«Nicht für unsere jüdischen Brüder» – warum das nicht geht
Eine Bergstation in Davos verleiht keine Sportgeräte an Personen jüdischen Glaubens. Beobachter-Expertin Julia Gubler erklärt, warum das juristisch nicht haltbar ist.
Veröffentlicht am 12. Februar 2024 - 17:40 Uhr
«Keine Sportgeräte mehr für unsere jüdischen Brüder», steht auf einem Aushang der Bergstation Pischa in Davos. Auf Hebräisch. Keine Schlitten, keine Skier, keine Schneeschuhe würden mehr an sie ausgeliehen. Der Grund? «Verschiedene sehr ärgerliche Vorfälle», heisst es im Schreiben. Es gebe jüdische Gäste, die Schlitten auf der Piste stehen lassen würden und den Rettungsdienst alarmierten, obwohl sie nicht verletzt seien, erklärte das Bergrestaurant Pischa gegenüber dem «Tages-Anzeiger».
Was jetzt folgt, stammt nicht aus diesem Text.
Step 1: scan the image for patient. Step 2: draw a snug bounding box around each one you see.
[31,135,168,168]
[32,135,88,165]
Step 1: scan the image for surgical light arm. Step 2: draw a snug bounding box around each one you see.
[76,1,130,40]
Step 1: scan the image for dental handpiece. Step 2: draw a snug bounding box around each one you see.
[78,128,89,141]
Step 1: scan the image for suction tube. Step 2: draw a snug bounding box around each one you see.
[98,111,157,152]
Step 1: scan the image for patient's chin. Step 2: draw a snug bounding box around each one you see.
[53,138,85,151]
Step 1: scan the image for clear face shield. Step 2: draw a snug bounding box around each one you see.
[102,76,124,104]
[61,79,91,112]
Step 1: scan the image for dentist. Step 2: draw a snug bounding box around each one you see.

Wenn sich gewisse Touristengruppen nicht an minimalste Anstandsregeln im Gastland halten wollten, sei das ihr Problem, so die Verantwortlichen des Bergrestaurants. Den Aushang publik gemacht und übersetzt hat Jehuda Spielman, jüdischer Zürcher FDP-Gemeinderat, auf der Plattform X.
Wegen individueller Vorfälle einer ganzen Religionsgruppe die Ausleihe verweigern – darf man das? «Nein», sagt Beobachter-Expertin Julia Gubler.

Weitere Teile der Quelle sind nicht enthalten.